Why Americans Want a Military General in the White House
Retired Marine general James “Mad Dog” Mattis, who hung up his uniform three years ago, batted away speculation about running for President on Friday—but didn’t rule it out. ...
What is it about military leaders that has led so many voters to champion them for the Presidency? After all, it’s not like the nation has emerged victorious from its recent wars. But it actually may have more to do with the personal qualities Americans sense in their military leaders, rather than the battles they were ordered to fight.
“As the polls show, Americans overwhelming pick the military as the institution in U.S. society in which they have the most confidence, so it isn’t surprising that some may look to the leaders of that institution to lead the nation as a whole,” says Charles Dunlap, a retired Air Force major general who now heads the Center on Law, Ethics and National Security at Duke Law School. They also perceive military officers as largely altruistic and honest, “qualities that many Americans find conspicuously absent from the traditional politicians that they see these days.”

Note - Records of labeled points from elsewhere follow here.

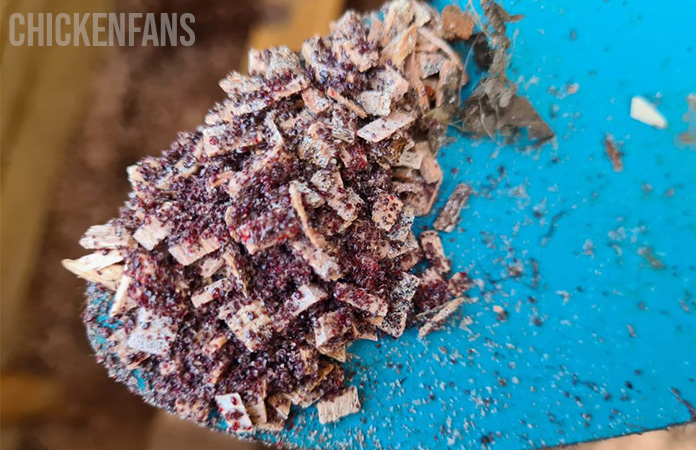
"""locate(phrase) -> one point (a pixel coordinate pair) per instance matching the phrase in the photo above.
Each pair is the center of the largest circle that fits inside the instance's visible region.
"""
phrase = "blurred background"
(73, 118)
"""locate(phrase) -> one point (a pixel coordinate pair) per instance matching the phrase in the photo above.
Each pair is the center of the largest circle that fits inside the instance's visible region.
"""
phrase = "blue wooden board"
(600, 342)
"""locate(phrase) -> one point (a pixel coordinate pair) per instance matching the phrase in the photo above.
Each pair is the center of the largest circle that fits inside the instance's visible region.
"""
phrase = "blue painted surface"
(565, 366)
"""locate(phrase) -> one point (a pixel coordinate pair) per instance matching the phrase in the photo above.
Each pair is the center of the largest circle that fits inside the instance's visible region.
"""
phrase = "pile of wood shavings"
(254, 250)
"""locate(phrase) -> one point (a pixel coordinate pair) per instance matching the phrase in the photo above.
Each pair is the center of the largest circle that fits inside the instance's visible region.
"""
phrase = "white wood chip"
(232, 409)
(644, 111)
(153, 334)
(413, 157)
(211, 292)
(109, 277)
(384, 127)
(122, 301)
(346, 403)
(210, 265)
(375, 103)
(150, 233)
(361, 299)
(329, 326)
(321, 262)
(430, 169)
(109, 236)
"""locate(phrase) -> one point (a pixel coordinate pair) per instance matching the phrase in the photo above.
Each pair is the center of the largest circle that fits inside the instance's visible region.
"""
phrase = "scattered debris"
(341, 405)
(449, 216)
(649, 255)
(282, 229)
(613, 152)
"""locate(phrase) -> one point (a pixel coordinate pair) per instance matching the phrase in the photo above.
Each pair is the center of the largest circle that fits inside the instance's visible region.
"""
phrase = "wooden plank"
(305, 18)
(52, 104)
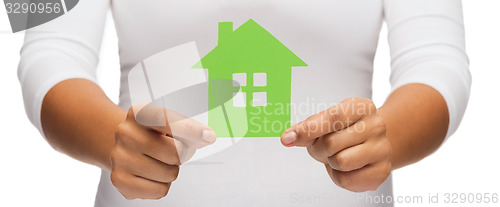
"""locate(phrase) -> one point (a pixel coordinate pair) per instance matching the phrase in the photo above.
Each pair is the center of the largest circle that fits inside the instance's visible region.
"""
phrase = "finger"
(330, 144)
(189, 131)
(358, 156)
(133, 187)
(144, 140)
(368, 178)
(145, 166)
(333, 119)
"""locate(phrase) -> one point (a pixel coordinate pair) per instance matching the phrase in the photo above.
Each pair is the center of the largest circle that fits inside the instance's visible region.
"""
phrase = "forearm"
(79, 120)
(416, 117)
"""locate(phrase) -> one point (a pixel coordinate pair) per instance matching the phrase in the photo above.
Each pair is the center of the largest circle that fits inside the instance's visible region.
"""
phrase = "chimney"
(225, 29)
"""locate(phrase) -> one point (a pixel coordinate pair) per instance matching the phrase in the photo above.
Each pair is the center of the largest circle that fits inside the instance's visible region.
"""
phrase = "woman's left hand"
(350, 139)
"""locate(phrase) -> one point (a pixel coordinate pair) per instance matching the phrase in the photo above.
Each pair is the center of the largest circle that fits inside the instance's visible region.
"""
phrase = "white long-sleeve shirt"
(337, 39)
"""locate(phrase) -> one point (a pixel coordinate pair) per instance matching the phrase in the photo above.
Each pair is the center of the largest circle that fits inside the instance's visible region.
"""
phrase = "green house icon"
(252, 69)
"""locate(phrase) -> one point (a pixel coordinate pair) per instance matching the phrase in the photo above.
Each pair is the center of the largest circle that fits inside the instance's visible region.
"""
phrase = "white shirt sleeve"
(427, 44)
(62, 49)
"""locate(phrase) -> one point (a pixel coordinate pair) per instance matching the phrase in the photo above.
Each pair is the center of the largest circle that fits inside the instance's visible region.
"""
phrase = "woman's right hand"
(146, 157)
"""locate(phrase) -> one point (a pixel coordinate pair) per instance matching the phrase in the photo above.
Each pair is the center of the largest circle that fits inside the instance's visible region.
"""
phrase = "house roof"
(249, 45)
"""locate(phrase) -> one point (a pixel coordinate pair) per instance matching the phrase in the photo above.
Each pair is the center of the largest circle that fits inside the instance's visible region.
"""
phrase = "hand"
(145, 160)
(350, 139)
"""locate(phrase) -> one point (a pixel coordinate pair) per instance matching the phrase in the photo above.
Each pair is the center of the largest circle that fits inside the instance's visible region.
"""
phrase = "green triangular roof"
(247, 44)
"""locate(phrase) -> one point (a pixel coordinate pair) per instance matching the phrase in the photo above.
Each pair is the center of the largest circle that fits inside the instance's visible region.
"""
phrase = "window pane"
(260, 79)
(259, 99)
(239, 79)
(239, 99)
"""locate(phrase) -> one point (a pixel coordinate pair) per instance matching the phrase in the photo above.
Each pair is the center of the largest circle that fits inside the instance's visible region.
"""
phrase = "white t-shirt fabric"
(336, 38)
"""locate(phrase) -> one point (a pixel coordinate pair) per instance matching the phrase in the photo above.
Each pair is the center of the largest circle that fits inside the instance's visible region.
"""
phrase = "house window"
(240, 99)
(259, 99)
(260, 79)
(239, 79)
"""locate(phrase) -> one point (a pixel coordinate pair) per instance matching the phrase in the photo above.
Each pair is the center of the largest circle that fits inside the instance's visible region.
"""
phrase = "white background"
(33, 174)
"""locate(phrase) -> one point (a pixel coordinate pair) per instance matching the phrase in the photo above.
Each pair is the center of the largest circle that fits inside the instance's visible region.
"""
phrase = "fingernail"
(208, 135)
(289, 138)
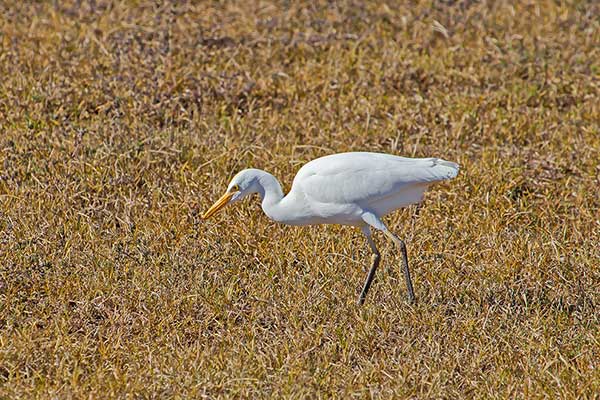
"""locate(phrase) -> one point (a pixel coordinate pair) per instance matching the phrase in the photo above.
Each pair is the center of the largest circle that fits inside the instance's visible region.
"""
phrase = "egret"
(355, 189)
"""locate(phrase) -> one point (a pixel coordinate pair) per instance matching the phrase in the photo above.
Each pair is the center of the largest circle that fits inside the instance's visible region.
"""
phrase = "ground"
(121, 122)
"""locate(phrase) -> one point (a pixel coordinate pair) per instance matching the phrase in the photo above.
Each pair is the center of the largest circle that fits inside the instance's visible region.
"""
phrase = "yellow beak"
(222, 202)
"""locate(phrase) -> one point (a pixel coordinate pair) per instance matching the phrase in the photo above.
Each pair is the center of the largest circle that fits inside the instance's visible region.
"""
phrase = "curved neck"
(270, 191)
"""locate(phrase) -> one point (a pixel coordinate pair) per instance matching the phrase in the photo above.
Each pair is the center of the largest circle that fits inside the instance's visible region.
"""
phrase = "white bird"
(355, 189)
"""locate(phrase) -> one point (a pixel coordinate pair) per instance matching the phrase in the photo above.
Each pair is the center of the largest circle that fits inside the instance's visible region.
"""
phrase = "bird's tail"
(447, 169)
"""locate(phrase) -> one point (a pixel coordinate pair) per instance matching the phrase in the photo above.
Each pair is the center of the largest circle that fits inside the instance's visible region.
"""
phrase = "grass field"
(121, 122)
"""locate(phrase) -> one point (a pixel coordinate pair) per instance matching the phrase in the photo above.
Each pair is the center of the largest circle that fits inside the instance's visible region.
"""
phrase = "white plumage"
(349, 188)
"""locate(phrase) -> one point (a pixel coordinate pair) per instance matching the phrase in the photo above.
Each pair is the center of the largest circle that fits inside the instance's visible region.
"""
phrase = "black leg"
(411, 292)
(370, 276)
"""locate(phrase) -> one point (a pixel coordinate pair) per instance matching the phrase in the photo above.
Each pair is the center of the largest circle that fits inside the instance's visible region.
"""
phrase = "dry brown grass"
(122, 121)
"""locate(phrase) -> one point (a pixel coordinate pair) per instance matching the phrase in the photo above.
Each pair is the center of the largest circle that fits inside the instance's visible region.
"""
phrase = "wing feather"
(362, 178)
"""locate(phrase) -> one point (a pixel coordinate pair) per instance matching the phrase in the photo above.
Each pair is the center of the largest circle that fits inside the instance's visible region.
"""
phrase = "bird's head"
(243, 184)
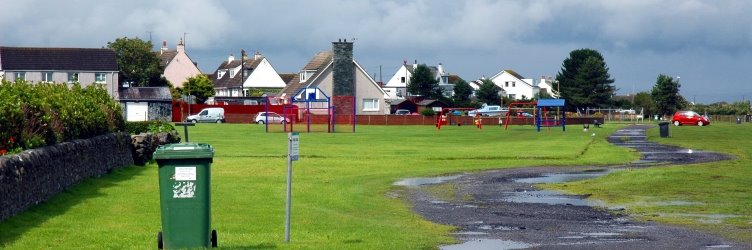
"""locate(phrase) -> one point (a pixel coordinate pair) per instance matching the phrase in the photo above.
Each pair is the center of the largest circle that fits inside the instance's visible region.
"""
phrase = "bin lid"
(184, 151)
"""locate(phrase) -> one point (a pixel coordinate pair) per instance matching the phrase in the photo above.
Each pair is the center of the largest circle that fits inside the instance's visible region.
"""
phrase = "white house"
(258, 73)
(178, 67)
(397, 84)
(370, 98)
(516, 87)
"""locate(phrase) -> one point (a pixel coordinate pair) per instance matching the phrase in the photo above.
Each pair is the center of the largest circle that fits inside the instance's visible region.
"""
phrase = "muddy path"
(501, 209)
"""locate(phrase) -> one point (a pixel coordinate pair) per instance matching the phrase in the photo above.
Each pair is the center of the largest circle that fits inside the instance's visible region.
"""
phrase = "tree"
(666, 95)
(198, 86)
(644, 101)
(424, 83)
(462, 92)
(488, 92)
(139, 66)
(584, 80)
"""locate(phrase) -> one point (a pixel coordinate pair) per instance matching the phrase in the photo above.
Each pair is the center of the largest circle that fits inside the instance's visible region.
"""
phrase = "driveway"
(501, 209)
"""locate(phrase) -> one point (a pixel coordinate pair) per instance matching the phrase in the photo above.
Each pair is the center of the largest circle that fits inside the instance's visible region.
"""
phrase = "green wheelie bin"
(185, 196)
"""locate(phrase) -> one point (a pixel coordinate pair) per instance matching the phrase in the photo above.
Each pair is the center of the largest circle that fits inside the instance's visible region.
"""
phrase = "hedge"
(41, 114)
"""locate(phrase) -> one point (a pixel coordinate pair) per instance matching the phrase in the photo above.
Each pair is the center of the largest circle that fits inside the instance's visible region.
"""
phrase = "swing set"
(541, 111)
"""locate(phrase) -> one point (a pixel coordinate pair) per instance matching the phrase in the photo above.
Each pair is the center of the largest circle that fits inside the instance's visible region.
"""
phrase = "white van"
(208, 115)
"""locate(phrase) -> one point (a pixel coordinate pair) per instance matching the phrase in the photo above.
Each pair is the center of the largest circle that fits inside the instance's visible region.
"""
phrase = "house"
(397, 84)
(257, 75)
(178, 67)
(405, 104)
(336, 73)
(86, 66)
(516, 87)
(146, 103)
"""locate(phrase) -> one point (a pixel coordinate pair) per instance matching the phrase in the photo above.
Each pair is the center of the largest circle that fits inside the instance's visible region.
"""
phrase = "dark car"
(689, 118)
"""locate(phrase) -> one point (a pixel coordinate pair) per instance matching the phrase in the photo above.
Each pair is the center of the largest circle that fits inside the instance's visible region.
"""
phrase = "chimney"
(343, 70)
(164, 47)
(181, 46)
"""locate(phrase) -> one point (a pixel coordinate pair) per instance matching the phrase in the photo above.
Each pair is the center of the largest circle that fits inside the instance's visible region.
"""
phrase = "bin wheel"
(160, 244)
(214, 238)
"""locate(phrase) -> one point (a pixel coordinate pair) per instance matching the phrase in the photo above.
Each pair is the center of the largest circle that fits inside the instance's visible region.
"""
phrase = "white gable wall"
(264, 76)
(513, 86)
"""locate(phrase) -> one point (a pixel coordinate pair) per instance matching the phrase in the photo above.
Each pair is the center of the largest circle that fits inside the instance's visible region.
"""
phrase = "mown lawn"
(343, 197)
(713, 196)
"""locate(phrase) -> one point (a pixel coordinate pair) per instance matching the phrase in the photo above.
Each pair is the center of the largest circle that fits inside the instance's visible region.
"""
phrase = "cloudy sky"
(707, 44)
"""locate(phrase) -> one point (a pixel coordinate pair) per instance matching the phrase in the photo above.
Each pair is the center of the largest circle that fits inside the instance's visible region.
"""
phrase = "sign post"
(293, 139)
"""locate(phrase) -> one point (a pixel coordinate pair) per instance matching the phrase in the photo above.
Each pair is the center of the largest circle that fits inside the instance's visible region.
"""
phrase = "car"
(689, 118)
(402, 112)
(216, 115)
(271, 117)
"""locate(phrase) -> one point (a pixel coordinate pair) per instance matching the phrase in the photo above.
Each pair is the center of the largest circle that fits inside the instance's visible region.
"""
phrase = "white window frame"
(47, 76)
(97, 75)
(20, 75)
(73, 77)
(370, 104)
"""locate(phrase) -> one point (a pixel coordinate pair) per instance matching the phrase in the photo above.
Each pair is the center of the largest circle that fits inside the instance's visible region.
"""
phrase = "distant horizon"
(706, 43)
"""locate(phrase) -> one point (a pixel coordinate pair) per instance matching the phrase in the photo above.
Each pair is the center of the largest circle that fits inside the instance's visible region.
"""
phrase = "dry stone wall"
(34, 176)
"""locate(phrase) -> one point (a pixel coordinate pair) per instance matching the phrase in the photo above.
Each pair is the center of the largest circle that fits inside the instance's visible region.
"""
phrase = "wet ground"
(501, 209)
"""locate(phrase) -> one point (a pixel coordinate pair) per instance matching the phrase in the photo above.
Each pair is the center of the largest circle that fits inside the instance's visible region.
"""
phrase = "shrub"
(154, 127)
(36, 115)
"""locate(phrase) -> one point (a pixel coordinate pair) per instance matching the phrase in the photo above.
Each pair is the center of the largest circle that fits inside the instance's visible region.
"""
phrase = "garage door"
(137, 111)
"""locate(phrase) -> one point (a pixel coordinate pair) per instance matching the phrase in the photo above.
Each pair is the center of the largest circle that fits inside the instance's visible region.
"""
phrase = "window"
(370, 104)
(100, 77)
(20, 76)
(72, 77)
(47, 76)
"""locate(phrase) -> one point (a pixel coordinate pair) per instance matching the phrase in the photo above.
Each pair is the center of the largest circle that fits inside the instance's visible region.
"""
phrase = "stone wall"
(34, 176)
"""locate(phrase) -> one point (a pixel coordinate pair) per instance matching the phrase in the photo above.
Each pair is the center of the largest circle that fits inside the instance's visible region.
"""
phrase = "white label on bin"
(183, 189)
(185, 173)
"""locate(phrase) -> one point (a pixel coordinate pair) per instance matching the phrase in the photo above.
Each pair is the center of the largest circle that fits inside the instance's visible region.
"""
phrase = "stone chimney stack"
(343, 70)
(181, 46)
(164, 47)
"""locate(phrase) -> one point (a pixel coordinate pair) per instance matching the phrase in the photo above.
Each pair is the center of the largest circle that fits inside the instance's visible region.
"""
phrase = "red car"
(689, 118)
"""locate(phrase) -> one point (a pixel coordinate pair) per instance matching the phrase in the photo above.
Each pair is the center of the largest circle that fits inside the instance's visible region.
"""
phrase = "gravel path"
(501, 209)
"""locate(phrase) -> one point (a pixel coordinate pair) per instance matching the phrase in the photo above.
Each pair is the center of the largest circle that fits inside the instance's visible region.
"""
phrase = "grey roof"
(57, 59)
(146, 94)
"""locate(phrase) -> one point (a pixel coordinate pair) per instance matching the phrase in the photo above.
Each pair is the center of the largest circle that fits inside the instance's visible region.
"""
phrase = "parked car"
(271, 117)
(216, 115)
(689, 118)
(492, 110)
(402, 112)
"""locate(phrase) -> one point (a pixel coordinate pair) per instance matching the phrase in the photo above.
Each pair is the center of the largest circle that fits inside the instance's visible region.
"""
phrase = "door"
(137, 111)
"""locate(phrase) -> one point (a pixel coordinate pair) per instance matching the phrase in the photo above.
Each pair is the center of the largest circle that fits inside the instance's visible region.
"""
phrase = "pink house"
(178, 66)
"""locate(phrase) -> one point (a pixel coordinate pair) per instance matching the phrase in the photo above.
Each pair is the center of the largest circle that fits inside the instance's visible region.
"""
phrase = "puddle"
(549, 197)
(425, 181)
(564, 177)
(482, 244)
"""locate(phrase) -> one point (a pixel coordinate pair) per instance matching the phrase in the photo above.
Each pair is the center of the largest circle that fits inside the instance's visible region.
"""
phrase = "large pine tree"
(584, 80)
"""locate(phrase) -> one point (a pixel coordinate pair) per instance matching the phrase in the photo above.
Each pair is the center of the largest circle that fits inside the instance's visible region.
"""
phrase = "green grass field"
(715, 196)
(343, 197)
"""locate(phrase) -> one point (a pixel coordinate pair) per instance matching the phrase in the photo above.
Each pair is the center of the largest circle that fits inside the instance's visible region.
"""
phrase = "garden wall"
(33, 176)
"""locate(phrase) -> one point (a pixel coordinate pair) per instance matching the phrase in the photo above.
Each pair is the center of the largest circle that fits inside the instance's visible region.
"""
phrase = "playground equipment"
(542, 119)
(451, 116)
(541, 110)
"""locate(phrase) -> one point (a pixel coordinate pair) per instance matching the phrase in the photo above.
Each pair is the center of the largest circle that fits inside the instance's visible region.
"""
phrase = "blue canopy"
(551, 103)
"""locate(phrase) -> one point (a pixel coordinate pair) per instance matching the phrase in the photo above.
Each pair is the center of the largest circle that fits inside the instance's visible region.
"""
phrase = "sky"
(705, 44)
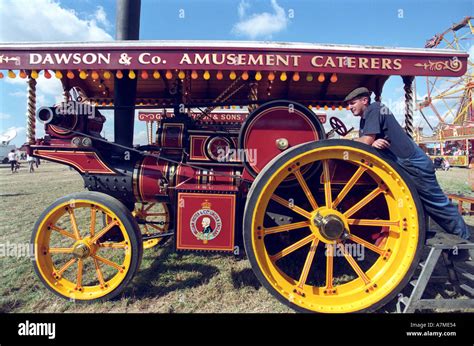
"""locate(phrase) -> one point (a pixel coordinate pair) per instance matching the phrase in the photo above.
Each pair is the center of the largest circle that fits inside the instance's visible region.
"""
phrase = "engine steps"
(439, 246)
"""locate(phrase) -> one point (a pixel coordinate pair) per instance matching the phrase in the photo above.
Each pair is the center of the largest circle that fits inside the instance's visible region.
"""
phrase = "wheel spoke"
(287, 227)
(63, 232)
(74, 223)
(350, 183)
(67, 265)
(292, 248)
(366, 244)
(103, 231)
(60, 250)
(79, 273)
(359, 205)
(308, 263)
(305, 188)
(354, 264)
(327, 184)
(365, 222)
(329, 266)
(291, 206)
(156, 214)
(108, 262)
(98, 271)
(148, 207)
(93, 217)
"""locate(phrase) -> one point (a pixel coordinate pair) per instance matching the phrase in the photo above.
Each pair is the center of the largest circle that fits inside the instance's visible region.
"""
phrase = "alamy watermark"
(16, 249)
(355, 250)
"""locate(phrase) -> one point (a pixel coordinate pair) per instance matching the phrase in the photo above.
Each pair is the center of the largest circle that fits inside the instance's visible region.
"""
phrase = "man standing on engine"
(380, 129)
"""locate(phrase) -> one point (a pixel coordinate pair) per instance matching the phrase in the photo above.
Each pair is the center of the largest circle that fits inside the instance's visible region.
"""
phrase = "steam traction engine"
(328, 225)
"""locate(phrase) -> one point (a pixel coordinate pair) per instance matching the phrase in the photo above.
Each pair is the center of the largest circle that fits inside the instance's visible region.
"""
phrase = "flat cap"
(357, 93)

It’s a long tradition. George Washington was the first general who went on to serve as President of the United States, and some voters continue to think it’s good training for the job. There was former Army general William Tecumseh Sherman in 1884, whose emphatic “no thanks” (“I will not accept if nominated and will not serve if elected”) has been codified in the nation’s political lexicon as a “Shermanesque statement.” Some championed ex-Army general Douglas MacArthur in 1952, but he demurred (another retired Army four-star, Dwight Eisenhower, ultimately won that election, the last of 12 generals to do so).